![]()
To keep your cluster stable and responsive, you need to understand what the Proxmox metrics mean — and how to interpret them. This guide explains every key metric, including CPU, memory, I/O pressure, and storage performance, with tips for troubleshooting common issues.
What Are Proxmox Metrics?
Proxmox continuously collects system performance metrics from the Linux kernel, KVM hypervisor, and storage subsystems. These metrics give you insights into:
- Node health (CPU, RAM, I/O, swap)
- VM and container performance
- Cluster communication
- ZFS or Ceph storage behavior
You can view these metrics from the Proxmox web GUI, the command line, or external monitoring tools such as Nagios and Grafana.

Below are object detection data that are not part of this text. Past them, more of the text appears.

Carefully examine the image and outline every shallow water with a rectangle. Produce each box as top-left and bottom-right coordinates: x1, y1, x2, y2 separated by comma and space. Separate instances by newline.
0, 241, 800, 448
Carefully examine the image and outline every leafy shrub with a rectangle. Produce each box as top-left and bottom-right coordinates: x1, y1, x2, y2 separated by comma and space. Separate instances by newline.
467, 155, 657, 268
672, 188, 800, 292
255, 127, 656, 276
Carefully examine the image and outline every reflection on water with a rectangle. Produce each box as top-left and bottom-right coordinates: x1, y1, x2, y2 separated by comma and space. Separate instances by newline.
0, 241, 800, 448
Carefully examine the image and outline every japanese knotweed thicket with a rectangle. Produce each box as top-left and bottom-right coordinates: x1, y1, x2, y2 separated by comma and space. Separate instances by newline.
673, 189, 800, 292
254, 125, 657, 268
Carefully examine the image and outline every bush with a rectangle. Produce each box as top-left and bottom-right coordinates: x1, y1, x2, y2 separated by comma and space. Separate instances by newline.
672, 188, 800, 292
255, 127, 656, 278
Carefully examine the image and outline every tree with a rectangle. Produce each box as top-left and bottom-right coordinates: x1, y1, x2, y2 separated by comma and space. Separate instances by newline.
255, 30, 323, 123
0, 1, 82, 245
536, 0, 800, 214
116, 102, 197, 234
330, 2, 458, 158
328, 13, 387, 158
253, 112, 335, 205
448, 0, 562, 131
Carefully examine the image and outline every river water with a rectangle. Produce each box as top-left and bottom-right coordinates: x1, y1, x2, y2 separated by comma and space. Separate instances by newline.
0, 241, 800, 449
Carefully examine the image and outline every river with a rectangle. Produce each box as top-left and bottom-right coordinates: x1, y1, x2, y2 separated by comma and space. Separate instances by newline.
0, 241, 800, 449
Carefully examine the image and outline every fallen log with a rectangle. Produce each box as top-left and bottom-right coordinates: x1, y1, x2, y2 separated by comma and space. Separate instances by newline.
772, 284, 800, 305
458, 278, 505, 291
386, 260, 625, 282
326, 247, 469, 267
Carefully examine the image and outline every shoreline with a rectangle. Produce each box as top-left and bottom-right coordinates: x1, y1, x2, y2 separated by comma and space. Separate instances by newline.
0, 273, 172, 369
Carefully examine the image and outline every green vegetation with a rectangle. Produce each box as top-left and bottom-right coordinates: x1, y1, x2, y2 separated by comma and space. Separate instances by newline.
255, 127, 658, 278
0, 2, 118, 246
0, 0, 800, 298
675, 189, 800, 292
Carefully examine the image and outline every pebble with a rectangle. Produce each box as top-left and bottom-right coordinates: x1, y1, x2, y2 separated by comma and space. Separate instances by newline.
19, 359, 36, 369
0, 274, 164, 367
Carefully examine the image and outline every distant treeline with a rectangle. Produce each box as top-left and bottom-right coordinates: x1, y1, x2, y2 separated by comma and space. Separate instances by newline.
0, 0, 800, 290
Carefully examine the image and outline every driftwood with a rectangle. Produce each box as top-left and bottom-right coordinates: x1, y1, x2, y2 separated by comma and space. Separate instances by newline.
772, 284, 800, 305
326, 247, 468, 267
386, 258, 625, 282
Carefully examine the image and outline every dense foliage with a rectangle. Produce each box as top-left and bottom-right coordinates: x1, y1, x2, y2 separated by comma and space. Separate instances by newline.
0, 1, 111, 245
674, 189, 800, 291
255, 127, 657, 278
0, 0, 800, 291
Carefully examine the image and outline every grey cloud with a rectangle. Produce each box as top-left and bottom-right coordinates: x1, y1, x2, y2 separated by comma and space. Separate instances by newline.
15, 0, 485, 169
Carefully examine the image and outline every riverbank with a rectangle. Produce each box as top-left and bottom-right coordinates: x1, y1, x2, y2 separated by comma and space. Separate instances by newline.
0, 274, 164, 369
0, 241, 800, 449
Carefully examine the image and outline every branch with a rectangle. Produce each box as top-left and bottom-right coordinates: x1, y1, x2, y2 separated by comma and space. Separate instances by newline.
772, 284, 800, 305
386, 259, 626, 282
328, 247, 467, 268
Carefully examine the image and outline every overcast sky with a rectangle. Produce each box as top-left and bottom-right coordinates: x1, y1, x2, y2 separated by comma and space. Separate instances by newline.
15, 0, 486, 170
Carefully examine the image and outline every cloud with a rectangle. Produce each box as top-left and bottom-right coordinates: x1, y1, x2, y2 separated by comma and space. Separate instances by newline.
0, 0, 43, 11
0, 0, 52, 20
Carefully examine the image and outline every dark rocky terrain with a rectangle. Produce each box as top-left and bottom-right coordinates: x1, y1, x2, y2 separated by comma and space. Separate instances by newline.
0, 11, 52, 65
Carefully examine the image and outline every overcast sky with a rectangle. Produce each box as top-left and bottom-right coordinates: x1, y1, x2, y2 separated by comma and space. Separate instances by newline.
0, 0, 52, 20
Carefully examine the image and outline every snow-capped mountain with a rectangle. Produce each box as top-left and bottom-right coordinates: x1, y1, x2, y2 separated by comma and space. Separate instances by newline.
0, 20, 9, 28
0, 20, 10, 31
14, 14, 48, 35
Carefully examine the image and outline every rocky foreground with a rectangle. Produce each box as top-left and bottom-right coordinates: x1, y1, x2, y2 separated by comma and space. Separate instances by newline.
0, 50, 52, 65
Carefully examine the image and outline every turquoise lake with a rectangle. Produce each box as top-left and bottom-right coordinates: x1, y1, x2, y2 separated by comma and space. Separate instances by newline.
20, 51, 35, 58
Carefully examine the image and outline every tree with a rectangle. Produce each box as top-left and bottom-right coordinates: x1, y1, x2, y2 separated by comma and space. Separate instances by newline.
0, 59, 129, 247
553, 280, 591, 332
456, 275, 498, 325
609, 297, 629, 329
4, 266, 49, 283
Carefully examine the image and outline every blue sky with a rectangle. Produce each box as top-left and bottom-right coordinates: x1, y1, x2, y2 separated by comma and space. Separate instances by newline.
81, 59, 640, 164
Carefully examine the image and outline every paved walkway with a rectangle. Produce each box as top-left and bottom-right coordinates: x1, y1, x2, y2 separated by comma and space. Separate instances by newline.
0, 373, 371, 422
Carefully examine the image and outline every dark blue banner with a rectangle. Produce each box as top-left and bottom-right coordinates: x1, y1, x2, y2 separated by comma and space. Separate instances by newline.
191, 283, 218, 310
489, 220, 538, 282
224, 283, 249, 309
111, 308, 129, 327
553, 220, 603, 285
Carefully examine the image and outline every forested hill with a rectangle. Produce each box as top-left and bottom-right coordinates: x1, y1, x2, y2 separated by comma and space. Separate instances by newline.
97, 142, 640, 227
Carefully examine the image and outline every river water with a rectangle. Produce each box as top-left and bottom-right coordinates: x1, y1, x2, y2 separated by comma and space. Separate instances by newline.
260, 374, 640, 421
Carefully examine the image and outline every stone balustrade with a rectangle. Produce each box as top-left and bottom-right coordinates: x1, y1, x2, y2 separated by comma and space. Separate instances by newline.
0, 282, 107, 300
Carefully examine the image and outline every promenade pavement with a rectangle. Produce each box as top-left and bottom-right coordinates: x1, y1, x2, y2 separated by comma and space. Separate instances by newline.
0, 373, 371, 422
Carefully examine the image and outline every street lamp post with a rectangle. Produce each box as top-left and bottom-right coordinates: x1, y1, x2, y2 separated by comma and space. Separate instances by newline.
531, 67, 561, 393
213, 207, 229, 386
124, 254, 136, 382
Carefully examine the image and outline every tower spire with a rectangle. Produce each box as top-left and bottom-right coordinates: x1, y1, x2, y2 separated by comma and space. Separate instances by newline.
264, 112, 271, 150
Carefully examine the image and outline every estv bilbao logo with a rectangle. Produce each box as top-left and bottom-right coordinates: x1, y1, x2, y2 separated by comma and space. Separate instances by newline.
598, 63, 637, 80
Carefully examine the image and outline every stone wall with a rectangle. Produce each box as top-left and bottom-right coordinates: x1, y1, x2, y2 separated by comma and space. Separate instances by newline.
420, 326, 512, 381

Node-Level Metrics in Proxmox VE 9
These metrics represent the overall health of your host (node).
You can find them under:
Datacenter → Node → Summary / Metrics Tabs or via CLI commands such as pveperf.
| Metric | Description | Healthy Range | Notes |
|---|---|---|---|
| CPU Usage (%) | Total CPU load across all cores | <70% sustained | Includes KVM overhead |
| IO Delay (%) | Time CPU spends waiting for disk I/O | <5% | High values = disk bottleneck |
| System Load Average | Average number of running/waiting processes | ≤ number of CPU cores | Higher = CPU or I/O congestion |
| Memory Usage (%) | RAM consumed by OS, VMs, ZFS ARC | <80% | ARC can use large memory portion |
| Swap Usage (%) | Used swap memory | 0–10% | Persistent use = insufficient RAM |
| Network (In/Out) | Bandwidth per NIC or bridge | – | Track for traffic spikes |
| Uptime | Time since last reboot | – | Indicates stability |
Disk and Storage Metrics (ZFS, LVM, Ceph)
Storage performance directly impacts VM responsiveness.
You can check metrics under Datacenter → Storage → Summary or via:
zpool iostat -v 1
iostat -x 1
pvesm status
| Metric | Description | Ideal Value | Notes |
|---|---|---|---|
| Read/Write Throughput (MB/s) | Data transfer speed | – | Indicates workload intensity |
| IOPS (Ops/sec) | Input/output operations per second | Higher is better | Depends on disk type |
| Latency (ms/op) | Average delay per I/O operation | <5ms (SSD), <20ms (HDD) | Key indicator for slow storage |
| ZFS ARC Size | ZFS read cache memory usage | – | Boosts read performance |
| ZIL/SLOG Activity | Sync write log operations | – | Add dedicated SLOG for NFS/databases |
| Fragmentation % | Data fragmentation in pool | <50% | High = degraded performance |
Understanding I/O Pressure Stall in Proxmox VE 9
Starting with Linux kernel 5.x, Proxmox includes Pressure Stall Information (PSI) — a mechanism that shows how long processes are delayed due to resource contention.
PSI types:
| Type | File | Meaning |
|---|---|---|
| CPU Pressure | /proc/pressure/cpu | Waiting for CPU time |
| Memory Pressure | /proc/pressure/memory | Waiting for memory reclaim |
| IO Pressure | /proc/pressure/io | Waiting for disk I/O completion |
Check with:
cat /proc/pressure/io
If avg10 (average stall time over 10 seconds) is above 10–15%, it indicates I/O bottlenecks — usually due to slow disks, overloaded ZFS pools, or too many simultaneous sync writes.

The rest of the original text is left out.